I don't always like "delivering value" because usually that value is "achieve 1.5% higher SMM (silly marketing metric) by the end of the quarter, because the private equity firm that owns our company is selling it next year and they want to get a good return".

latexr 6 hours ago | parent | prev [-]

> We see people suddenly becoming activists about energy usage or copyright solely to justify not using a tool they dislike.

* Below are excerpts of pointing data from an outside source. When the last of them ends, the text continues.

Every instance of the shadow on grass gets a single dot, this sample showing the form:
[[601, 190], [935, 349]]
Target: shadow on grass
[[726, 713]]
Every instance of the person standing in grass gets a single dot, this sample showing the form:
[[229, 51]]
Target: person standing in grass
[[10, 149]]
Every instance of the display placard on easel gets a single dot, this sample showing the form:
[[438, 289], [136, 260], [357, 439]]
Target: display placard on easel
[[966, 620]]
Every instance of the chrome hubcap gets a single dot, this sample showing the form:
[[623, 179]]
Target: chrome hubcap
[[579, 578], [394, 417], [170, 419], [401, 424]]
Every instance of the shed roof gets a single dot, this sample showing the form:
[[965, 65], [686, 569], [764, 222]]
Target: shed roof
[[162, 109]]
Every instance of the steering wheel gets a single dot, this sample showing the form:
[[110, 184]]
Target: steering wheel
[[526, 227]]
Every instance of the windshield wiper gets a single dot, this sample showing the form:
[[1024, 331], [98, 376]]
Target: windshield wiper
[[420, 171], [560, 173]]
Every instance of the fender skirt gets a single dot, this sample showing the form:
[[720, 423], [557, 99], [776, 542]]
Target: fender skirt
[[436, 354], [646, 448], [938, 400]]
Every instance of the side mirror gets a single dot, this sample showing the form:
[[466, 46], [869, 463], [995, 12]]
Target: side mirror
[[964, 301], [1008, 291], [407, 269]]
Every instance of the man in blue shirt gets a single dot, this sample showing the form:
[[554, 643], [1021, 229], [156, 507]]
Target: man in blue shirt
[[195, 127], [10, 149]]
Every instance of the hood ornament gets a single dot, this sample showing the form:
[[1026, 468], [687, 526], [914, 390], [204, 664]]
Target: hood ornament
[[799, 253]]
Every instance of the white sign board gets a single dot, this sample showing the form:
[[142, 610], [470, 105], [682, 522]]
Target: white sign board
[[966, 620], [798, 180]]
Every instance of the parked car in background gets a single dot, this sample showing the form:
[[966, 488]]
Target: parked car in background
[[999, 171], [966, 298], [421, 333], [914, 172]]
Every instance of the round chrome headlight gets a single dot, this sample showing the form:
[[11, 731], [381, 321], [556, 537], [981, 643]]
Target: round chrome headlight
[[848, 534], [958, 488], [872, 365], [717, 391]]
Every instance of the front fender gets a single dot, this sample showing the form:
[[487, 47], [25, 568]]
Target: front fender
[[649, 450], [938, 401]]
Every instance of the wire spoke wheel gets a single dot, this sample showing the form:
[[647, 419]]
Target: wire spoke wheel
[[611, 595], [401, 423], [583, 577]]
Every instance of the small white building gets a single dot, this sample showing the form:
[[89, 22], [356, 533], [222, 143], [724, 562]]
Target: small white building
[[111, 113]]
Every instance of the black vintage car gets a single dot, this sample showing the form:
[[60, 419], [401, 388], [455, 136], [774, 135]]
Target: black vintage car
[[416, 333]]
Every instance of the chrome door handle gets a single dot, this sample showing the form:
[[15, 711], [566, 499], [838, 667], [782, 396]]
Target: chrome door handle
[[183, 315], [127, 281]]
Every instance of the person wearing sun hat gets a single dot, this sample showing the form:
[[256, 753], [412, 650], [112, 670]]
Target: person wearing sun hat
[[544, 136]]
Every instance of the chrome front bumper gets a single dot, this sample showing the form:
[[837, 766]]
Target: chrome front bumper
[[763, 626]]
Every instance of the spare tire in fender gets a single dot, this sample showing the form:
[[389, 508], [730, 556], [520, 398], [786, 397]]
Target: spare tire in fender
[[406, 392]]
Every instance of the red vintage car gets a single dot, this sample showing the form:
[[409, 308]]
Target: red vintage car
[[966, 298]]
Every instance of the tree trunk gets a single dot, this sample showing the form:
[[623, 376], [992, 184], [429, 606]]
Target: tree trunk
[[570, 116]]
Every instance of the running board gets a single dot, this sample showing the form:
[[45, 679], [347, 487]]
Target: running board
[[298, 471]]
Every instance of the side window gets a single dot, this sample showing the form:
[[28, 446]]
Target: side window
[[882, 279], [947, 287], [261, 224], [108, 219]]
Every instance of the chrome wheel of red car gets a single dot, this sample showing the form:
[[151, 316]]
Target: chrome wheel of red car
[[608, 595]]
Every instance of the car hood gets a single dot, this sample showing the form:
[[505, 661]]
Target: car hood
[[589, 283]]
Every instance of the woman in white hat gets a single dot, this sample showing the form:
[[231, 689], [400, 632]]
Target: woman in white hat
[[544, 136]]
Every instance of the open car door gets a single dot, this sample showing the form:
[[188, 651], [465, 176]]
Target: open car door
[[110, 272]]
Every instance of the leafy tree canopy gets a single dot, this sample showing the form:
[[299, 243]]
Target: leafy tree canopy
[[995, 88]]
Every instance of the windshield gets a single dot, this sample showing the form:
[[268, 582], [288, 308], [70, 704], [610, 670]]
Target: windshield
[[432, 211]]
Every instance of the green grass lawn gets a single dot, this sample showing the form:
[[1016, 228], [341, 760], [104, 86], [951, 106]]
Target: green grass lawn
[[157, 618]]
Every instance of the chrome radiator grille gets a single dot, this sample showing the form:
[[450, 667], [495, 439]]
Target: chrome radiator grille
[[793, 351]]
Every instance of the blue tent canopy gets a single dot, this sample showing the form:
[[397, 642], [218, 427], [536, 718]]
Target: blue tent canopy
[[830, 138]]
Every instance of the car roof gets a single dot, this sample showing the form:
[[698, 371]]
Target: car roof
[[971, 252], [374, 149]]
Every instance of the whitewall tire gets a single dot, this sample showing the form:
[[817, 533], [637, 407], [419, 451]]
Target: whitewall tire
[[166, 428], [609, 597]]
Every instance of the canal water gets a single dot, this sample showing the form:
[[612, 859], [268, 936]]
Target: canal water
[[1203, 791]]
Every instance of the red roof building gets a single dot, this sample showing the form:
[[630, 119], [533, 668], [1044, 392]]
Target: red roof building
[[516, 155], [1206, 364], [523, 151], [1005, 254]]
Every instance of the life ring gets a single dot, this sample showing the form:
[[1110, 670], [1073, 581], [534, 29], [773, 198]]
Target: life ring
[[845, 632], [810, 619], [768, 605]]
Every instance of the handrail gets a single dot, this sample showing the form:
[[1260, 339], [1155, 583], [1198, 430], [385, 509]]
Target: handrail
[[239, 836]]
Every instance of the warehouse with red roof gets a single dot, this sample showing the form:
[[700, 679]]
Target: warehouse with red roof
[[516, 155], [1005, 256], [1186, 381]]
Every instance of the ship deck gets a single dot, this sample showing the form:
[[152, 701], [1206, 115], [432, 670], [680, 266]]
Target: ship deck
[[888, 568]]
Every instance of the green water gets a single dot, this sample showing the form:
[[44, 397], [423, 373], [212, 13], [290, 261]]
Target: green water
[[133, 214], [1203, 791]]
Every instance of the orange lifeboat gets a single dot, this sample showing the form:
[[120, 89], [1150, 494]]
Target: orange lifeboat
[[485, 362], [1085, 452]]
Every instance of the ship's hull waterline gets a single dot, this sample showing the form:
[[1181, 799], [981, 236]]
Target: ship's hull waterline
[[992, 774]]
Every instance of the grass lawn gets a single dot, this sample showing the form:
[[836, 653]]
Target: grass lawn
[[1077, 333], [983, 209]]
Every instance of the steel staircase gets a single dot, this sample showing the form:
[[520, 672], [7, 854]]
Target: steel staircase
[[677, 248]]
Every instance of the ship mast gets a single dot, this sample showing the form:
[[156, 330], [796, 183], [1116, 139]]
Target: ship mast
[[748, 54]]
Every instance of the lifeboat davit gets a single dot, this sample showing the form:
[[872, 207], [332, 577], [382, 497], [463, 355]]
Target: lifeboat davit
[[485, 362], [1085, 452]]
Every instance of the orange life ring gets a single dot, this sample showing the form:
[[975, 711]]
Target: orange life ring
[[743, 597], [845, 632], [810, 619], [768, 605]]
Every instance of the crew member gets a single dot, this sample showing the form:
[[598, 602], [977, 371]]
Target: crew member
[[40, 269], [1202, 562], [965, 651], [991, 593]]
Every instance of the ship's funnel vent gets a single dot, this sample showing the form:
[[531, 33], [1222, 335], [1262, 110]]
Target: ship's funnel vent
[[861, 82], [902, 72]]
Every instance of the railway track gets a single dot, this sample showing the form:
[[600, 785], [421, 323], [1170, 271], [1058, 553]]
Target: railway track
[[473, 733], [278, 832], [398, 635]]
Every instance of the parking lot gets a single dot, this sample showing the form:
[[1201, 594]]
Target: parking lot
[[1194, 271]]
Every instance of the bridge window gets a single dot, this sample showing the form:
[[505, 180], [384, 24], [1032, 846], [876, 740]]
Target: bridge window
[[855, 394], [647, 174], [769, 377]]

Maybe you don’t care about the environment (which includes yourself and the people you like), or income inequality, or the continued consolidation of power in the hands of a few deranged rich people, or how your favourite artists (do you have any?) are exploited by the industry, but some of us have been banging the drum about those issues for decades. Just because you’re only noticing it now or don’t care it doesn’t mean it’s a new thing or that everyone else is being duplicitous. It’s a good thing more people are waking up and talking about those.

Helmut10001 8 hours ago | parent | prev | next [-]

I agree. I think some of us would rather deal with small, incremental problems than address the big, high-level roadmap. High-level things are much more uncertain than isolated things that can be unit-tested. This can create feelings of inconvenience and unease.